Paymonade gehört zu den wenigen Krypto-Asset-Dienstleistern, die die MiCAR-Frist am 1. Juli eingehalten haben. Die Kryptoindustrie des Kontinents befindet sich nun im Wandel, basierend auf den lang erwarteten regulatorischen Änderungen.
Damoon Technology (Europe) AG, die unter dem Namen Paymonade firmiert, hat von der liechtensteinischen Finanzmarktaufsicht (FMA) eine MiCA-Lizenz erhalten. Mit dieser Lizenz gehört Paymonade nun zum neuen Kern europäischer Krypto-Unternehmen, die nicht von der MiCAR-Frist am 1. Juli.

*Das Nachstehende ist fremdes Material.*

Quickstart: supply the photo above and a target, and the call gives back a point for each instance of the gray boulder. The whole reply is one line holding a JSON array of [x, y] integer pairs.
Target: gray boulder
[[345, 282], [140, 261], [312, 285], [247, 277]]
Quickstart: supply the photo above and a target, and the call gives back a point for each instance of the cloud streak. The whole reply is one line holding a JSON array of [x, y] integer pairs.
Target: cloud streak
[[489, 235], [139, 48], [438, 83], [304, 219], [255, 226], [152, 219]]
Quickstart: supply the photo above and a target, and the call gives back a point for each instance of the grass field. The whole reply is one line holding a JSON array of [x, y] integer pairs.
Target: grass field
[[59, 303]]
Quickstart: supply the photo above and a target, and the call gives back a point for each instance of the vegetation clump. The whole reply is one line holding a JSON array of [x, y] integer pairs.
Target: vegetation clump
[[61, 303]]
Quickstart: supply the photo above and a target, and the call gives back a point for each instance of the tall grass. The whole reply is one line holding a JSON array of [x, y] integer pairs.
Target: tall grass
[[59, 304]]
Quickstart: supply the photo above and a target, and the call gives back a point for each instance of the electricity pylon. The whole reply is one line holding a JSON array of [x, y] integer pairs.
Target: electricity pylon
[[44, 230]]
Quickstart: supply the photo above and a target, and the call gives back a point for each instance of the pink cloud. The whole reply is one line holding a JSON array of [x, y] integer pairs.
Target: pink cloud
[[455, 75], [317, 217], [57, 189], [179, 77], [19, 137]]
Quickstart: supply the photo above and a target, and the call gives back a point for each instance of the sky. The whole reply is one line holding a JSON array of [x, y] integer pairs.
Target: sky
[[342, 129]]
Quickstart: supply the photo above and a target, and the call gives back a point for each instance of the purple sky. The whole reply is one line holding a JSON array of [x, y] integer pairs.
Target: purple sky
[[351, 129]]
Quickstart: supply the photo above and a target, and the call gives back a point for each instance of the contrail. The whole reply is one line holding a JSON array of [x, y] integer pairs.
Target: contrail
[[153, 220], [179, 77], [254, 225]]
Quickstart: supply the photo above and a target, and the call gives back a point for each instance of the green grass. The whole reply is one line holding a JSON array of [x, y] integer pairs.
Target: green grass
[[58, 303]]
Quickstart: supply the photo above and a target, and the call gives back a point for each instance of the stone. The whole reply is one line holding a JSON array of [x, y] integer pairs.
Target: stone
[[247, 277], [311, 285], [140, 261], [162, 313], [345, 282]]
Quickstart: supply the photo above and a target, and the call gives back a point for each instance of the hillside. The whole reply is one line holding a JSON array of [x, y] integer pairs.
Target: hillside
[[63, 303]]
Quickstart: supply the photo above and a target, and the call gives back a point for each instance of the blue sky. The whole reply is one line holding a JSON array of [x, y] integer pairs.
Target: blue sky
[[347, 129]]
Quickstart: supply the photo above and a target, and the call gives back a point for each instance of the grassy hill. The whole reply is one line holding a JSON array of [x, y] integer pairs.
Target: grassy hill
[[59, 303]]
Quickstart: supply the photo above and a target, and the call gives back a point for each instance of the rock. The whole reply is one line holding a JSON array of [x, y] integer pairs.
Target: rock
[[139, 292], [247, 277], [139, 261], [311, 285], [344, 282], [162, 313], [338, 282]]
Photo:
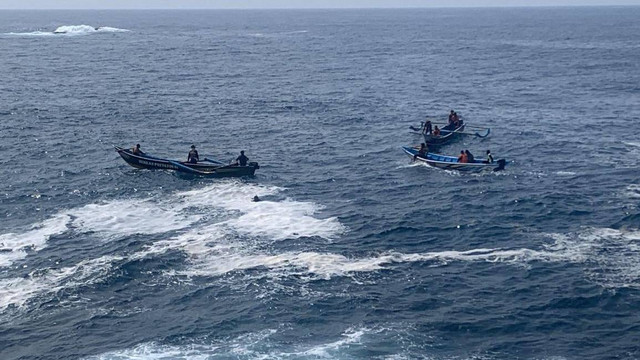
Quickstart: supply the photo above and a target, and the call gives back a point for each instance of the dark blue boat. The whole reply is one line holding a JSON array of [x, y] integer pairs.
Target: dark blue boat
[[207, 167]]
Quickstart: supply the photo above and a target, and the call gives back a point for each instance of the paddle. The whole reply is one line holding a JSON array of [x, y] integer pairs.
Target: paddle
[[190, 170], [213, 161]]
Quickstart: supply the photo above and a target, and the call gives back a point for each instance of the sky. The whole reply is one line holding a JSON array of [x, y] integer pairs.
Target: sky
[[279, 4]]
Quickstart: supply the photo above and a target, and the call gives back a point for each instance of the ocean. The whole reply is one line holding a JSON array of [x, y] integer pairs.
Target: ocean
[[354, 252]]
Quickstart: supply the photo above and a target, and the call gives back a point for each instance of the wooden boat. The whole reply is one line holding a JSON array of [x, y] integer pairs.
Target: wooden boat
[[447, 134], [210, 168], [451, 162]]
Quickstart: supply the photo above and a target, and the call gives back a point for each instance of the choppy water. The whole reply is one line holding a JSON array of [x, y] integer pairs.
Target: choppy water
[[354, 252]]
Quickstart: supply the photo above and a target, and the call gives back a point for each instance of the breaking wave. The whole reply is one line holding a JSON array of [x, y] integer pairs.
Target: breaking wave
[[70, 30]]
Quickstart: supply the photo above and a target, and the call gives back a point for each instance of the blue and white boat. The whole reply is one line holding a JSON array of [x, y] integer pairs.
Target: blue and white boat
[[451, 162]]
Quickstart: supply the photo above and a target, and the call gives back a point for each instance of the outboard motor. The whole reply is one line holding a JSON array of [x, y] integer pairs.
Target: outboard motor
[[501, 165]]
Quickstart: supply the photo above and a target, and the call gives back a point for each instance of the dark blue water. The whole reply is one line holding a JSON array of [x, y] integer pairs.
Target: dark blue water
[[355, 253]]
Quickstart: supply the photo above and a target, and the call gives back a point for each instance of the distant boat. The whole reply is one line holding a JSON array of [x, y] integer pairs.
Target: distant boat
[[447, 134], [64, 30], [209, 168], [451, 162]]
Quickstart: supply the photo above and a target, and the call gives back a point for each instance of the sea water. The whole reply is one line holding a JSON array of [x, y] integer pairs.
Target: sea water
[[353, 252]]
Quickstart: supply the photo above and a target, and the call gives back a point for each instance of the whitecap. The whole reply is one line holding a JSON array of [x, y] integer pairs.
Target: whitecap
[[18, 291], [71, 30], [15, 246]]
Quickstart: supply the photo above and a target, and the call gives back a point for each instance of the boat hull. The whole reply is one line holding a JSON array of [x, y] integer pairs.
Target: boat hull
[[204, 169], [445, 137], [451, 162]]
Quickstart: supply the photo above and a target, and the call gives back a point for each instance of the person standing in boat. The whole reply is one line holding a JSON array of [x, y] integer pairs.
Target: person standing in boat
[[242, 159], [470, 157], [489, 158], [136, 150], [456, 121], [422, 152], [463, 157], [193, 157], [427, 130]]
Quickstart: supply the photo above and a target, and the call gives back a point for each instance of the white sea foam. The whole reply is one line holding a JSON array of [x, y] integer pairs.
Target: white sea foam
[[257, 345], [565, 173], [71, 30], [18, 291], [632, 191], [276, 220], [15, 246], [128, 217]]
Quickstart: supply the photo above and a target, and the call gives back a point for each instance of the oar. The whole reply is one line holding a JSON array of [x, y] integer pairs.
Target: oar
[[485, 135], [190, 170], [416, 129], [477, 134], [213, 161], [476, 127]]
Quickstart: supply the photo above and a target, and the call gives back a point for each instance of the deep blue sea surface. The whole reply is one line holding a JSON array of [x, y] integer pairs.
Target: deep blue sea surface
[[354, 252]]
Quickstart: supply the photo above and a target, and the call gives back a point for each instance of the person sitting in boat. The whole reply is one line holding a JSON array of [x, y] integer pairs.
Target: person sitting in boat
[[489, 158], [422, 152], [463, 157], [242, 159], [136, 150], [470, 157], [427, 128], [456, 121], [193, 157]]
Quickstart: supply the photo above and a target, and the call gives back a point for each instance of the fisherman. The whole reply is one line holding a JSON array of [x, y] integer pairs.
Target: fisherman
[[470, 157], [427, 128], [489, 158], [451, 116], [456, 121], [193, 157], [463, 157], [422, 152], [136, 150], [242, 160]]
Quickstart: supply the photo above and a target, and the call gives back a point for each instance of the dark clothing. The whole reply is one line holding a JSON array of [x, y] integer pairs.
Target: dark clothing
[[489, 159], [193, 156], [470, 157], [421, 153], [427, 128], [242, 160]]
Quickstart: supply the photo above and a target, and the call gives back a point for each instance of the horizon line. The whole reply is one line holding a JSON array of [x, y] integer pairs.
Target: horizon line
[[340, 8]]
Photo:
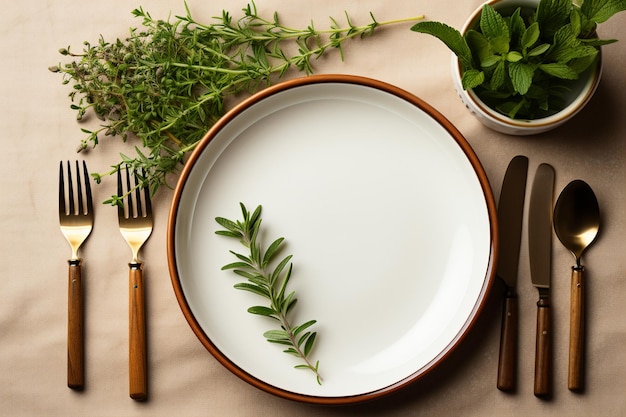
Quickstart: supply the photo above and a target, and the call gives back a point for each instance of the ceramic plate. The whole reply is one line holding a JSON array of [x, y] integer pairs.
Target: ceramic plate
[[387, 213]]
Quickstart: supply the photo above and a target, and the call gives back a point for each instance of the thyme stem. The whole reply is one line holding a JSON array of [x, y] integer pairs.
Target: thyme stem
[[165, 84]]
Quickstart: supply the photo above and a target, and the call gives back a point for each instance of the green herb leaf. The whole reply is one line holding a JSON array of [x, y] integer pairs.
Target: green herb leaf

Nach der Genehmigung durch Liechtenstein kann Paymonade regulierte Krypto-Dienstleistungen in allen 30 Ländern der Eurozone anbieten. Die EU hat sich vorerst für eine einheitliche Regulierung entschieden und plant nicht, den Kryptohandel wieder nationalen Aufsichtsbehörden zu unterstellen.
„Die Ära der nur schwach regulierten Kryptowährungen geht zu Ende“, sagte Calvin Cheng, Gründer und Vorsitzender von Paymonade.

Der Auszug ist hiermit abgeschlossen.